[
https://issues.apache.org/jira/browse/HADOOP-5071?page=com.atlassian.jira.plugin.system.issuetabpanels:all-tabpanel
]
Allen Wittenauer resolved HADOOP-5071.
--------------------------------------
Resolution: Won't Fix
Hadoop 1.0 was released.
> Hadoop 1.0 Compatibility Requirements
> -------------------------------------
>
> Key: HADOOP-5071
> URL: https://issues.apache.org/jira/browse/HADOOP-5071
> Project: Hadoop Common
> Issue Type: Sub-task
> Reporter: Sanjay Radia
> Assignee: Sanjay Radia
>
> The purpose of this Jira is to decide on Hadoop 1.0 Compatibility
> requirements
> A proposal is described below that was discussed on email alias
> [email protected]
> Release terminology used below:
> *Standard release numbering: major, minor, dot releases*
> * Only bug fixes in dot releases: m.x.y
> ** no changes to API, disk format, protocols or config etc. in a dot release
> * new features in major (m.0) and minor (m.x.0) releases
> *Hadoop Compatibility Proposal*
> - *1 API Compatibility*
> No need for client recompilation when upgrading across minor releases (ie.
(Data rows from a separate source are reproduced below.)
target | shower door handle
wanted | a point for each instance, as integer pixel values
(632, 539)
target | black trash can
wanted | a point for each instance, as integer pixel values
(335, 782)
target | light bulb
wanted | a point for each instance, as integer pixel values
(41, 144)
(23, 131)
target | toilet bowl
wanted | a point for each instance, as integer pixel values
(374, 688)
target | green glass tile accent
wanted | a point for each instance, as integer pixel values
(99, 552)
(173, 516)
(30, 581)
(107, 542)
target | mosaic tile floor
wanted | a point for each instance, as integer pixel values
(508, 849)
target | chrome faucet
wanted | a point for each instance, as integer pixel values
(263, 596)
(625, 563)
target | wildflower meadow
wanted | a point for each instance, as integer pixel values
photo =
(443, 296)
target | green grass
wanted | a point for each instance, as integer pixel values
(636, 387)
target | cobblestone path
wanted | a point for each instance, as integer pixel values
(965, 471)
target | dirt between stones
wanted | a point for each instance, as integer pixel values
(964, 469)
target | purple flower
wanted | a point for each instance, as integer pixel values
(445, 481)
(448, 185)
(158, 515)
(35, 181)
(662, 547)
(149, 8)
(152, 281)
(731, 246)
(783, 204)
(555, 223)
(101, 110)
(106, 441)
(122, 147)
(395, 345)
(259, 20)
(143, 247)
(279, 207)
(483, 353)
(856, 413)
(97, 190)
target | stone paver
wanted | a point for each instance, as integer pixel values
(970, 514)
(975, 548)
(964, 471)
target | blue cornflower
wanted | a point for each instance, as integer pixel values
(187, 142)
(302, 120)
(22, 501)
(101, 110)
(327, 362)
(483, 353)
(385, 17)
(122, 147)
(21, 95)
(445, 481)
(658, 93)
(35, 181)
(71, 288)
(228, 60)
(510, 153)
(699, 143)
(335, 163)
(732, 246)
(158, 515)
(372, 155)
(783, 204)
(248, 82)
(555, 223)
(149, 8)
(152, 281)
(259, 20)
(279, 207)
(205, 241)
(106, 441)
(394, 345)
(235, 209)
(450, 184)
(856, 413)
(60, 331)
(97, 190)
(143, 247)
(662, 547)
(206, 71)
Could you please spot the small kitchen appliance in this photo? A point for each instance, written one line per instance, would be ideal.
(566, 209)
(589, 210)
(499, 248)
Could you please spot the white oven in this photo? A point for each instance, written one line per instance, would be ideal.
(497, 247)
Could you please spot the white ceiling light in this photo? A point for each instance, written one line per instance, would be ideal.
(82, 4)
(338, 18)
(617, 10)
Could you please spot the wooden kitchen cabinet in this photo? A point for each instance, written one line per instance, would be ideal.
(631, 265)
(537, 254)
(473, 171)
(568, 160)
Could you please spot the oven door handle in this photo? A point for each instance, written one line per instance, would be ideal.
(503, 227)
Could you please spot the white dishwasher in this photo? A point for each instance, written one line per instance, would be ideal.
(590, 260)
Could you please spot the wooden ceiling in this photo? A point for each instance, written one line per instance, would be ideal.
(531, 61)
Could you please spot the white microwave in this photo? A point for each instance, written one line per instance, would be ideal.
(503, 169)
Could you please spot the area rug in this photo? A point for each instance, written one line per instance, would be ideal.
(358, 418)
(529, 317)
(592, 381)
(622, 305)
> from m.x to m.y, where x <= y)
> Classes or methods deprecated in m.x can be removed in (m+1).0
> Note that this is stronger than what we have been doing in Hadoop 0.x
> releases.
> This is fairly standard compatibility rules for major and minor
> releases.
> - *2 Data Compatibility*
> -- Motivation: Users expect File systems preserve data transparently across
> releases.
> -- 2.a HDFS metadata and data can change across minor or major releases , but
> such changes are transparent to user application. That is release upgrade
> must automatically convert the metadata and data as needed. Further, a
> release upgrade must allow a cluster to roll back to the older version and
> its older disk format. (rollback needs to restore the orignal data not any
> updated data).
> -- 2.a-WeakerAutomaticConversion:
> Automatic conversion is support across a small number of releases. If a user
> wants to jump across multiple releases he may be forced to go through a few
> intermediate release to get to the final desired release.
> - *3 Wire Protocol Compatibility*
> We offer no wire compatibility in our 0.x release today.
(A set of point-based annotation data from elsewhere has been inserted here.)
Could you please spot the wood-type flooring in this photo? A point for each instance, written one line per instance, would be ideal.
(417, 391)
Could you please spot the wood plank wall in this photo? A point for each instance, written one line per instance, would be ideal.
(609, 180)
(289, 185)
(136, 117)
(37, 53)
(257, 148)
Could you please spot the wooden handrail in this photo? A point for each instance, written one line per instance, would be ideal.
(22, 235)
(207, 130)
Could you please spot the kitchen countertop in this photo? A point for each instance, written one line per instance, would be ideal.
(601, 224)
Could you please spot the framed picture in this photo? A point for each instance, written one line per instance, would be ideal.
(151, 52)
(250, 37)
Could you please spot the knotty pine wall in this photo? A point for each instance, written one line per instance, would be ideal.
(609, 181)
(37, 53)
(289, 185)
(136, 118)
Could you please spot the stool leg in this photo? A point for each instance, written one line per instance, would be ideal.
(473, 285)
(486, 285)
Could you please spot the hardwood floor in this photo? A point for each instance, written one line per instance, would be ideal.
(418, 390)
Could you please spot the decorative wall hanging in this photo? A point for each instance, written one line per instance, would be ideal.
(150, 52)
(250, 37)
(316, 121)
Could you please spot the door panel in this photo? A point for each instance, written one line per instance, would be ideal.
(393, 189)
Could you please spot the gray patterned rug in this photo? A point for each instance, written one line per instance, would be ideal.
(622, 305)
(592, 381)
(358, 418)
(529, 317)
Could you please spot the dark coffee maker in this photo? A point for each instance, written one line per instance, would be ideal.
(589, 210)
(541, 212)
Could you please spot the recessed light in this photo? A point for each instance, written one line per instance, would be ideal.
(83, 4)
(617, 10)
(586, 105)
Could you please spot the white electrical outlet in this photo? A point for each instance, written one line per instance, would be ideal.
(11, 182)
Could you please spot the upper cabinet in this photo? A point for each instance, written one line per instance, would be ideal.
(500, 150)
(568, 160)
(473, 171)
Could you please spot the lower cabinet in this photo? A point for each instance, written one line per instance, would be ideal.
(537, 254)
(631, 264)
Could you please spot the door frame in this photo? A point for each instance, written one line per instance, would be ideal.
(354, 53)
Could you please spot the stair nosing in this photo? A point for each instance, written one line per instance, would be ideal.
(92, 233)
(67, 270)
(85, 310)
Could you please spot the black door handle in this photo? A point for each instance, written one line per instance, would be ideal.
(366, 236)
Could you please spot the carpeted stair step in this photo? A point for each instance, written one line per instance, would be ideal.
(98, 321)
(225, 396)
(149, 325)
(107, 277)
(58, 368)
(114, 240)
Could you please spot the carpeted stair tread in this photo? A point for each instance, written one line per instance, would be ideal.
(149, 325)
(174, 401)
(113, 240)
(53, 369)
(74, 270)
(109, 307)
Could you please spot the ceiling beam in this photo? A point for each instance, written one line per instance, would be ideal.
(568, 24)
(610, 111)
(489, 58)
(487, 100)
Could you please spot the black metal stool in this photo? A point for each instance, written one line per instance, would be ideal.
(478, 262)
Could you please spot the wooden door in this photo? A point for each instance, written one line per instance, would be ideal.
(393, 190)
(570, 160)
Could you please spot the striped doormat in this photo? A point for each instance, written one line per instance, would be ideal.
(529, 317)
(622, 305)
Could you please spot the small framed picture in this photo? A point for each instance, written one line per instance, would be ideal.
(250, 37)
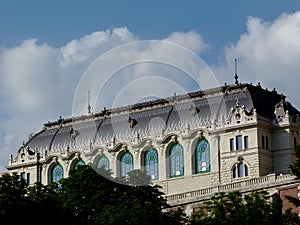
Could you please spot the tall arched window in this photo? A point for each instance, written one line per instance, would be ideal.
(78, 163)
(202, 156)
(57, 173)
(176, 161)
(240, 170)
(103, 163)
(151, 163)
(126, 163)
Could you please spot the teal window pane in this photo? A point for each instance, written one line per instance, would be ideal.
(126, 163)
(176, 161)
(231, 144)
(57, 173)
(246, 142)
(238, 140)
(202, 156)
(103, 163)
(240, 170)
(151, 163)
(79, 163)
(234, 172)
(246, 170)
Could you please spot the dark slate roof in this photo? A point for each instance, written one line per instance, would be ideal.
(153, 116)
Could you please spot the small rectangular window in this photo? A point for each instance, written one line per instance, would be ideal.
(238, 140)
(231, 144)
(246, 143)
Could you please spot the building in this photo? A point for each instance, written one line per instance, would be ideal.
(237, 136)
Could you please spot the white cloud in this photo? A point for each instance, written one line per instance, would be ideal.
(38, 81)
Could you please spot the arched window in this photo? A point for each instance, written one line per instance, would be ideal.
(57, 173)
(78, 163)
(240, 170)
(151, 163)
(126, 163)
(103, 163)
(176, 161)
(202, 157)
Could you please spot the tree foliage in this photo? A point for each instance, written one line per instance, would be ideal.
(85, 197)
(235, 209)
> -- Motivation: The motivation *isn't* to make the hadoop protocols public.
> Applications will not call the protocol directly but through a library (in
> our case FileSystem class and its implementations). Instead the motivation is
> that customers run multiple clusters and have apps that access data across
> clusters. Customers cannot be expected to update all clusters simultaneously.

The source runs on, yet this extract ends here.